# Magnets and energy

1. Sep 19, 2004

### Chris

When a magnet is used to lift up a paperclip, clearly it gains gravitational potential energy. Where does this energy come from? Does the magnet lose energy to the paperclip? Does the magnet regain this energy when the paperclip is removed from the magnetic field? I have never heard of the phrase "magnetic potential energy"!
Thanks in advance for any insight anyone can provide!

Chris Carter

2. Sep 19, 2004

### krab

Nevertheless, there is such a thing. Magnetic charges (monopoles) do not exist independently; the most elementary magnetic charge is a dipole. Since dipole fields are more complicated than say the electric field from a single charge, they, and their energy formulas don't appear in the most elementary textbooks. So most people do not run into the concept of magnetic potential energy.

3. Sep 20, 2004

### Chris

Thanks krab.
So is this situation (paperclip in magnetic field) analagous to that of a mass in a gravitational field, in terms of energy transfers?

4. Sep 20, 2004

### Gonzolo

Macroscopically, almost...

Magnets might cause the paperclip to rotate, (but not gravity). So there is extra potential energy if the paperclip is previously magnetized, and if the paper clip and magnet are not aligned. The position of both poles (whether you use a bar or a horse shoe for example) might also come into play.

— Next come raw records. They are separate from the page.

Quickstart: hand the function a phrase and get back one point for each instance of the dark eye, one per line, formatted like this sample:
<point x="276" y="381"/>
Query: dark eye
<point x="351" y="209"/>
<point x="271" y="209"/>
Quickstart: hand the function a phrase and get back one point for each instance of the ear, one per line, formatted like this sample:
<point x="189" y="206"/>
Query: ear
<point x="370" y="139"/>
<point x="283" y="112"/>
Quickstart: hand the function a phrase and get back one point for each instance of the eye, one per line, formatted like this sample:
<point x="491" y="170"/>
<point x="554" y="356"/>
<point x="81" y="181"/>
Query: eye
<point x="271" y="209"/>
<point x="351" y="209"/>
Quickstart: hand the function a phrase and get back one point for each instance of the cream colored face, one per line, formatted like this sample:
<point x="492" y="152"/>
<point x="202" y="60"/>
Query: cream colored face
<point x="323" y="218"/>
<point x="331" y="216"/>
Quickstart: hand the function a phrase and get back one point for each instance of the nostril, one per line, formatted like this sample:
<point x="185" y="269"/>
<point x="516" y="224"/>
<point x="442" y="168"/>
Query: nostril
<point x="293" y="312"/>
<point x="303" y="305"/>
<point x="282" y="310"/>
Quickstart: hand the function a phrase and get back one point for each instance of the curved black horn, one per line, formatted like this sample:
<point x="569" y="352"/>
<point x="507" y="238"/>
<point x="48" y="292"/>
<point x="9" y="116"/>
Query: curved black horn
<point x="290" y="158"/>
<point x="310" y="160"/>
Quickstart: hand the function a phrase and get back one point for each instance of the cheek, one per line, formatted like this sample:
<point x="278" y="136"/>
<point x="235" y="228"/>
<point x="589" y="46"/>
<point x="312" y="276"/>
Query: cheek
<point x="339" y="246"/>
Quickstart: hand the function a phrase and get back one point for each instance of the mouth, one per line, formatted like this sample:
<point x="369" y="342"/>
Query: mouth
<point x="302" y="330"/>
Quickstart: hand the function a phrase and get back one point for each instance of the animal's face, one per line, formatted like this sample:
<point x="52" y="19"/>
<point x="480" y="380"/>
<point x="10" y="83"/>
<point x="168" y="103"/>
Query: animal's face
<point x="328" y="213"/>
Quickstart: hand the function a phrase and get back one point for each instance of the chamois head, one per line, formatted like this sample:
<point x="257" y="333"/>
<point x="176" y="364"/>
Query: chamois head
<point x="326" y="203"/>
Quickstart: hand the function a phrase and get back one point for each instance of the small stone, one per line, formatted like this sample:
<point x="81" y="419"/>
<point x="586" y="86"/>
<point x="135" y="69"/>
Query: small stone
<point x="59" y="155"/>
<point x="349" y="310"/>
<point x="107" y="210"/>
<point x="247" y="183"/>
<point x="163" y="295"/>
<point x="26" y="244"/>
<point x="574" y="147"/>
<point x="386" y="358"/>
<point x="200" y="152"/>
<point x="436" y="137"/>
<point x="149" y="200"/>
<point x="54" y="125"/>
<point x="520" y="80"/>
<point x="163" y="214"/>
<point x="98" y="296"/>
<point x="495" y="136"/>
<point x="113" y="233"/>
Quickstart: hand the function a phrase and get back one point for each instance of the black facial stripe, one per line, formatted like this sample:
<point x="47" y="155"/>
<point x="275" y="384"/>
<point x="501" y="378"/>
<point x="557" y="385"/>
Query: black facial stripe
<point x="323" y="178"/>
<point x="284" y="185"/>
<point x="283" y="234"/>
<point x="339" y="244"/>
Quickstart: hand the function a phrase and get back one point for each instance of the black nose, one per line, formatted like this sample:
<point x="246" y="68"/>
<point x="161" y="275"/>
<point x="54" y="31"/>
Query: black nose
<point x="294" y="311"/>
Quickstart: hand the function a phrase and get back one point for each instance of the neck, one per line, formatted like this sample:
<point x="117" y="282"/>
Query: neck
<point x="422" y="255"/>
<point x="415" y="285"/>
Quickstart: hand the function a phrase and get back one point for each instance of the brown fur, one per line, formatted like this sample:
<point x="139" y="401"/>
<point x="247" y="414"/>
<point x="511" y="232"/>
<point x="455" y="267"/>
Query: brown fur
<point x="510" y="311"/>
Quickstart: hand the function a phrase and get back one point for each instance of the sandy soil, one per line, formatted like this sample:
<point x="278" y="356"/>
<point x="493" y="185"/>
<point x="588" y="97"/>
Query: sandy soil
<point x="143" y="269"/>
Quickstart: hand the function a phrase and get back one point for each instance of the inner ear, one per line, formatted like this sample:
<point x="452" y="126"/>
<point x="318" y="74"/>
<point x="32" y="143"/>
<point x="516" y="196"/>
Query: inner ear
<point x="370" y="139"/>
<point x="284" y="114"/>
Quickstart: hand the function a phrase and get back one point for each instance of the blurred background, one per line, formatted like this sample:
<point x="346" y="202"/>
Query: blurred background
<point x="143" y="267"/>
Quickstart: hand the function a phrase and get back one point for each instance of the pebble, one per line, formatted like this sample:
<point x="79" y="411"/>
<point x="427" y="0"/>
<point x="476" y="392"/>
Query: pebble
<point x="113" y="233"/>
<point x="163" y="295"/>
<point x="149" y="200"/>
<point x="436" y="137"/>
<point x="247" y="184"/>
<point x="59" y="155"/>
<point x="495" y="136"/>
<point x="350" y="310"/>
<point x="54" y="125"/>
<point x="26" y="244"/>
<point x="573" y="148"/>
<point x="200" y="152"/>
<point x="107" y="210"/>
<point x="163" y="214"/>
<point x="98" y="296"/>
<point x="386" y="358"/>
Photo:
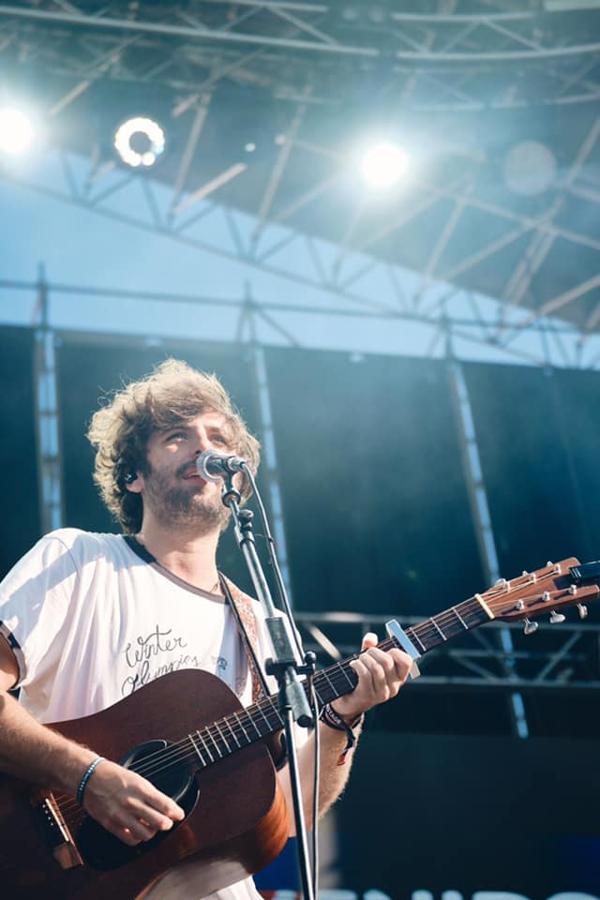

Last edited by a moderator: Sep 20, 2004
5. Sep 20, 2004

### krab

To amplify on Gonzolo: The proximity of the magnet to the paper clip changes the paper clip, lining the magnetic domains up. In this sense, the situation is not analogous to gravity. The reason is that the paper clip is a "soft" ferromagnet; it magnetizes when another magnet is nearby, but demagnetizes if it is taken out of the external magnetic field. Gravity is more analogous to a situation of two permanent magnets. (Permanent magnets are "hard".) Except that in gravity there are only monopoles, while in magnetism therefore only dipoles. You can get round this problem by considering two very long bar magnets arranged N-S to N-S so they are almost touching. If they are sufficiently long, then you can neglect the outboard poles and consider the almost-touching poles alone. These will act like monopoles, and for short distances will have a force law similar to two gravitating bodies.

6. Sep 20, 2004

Thanks guys!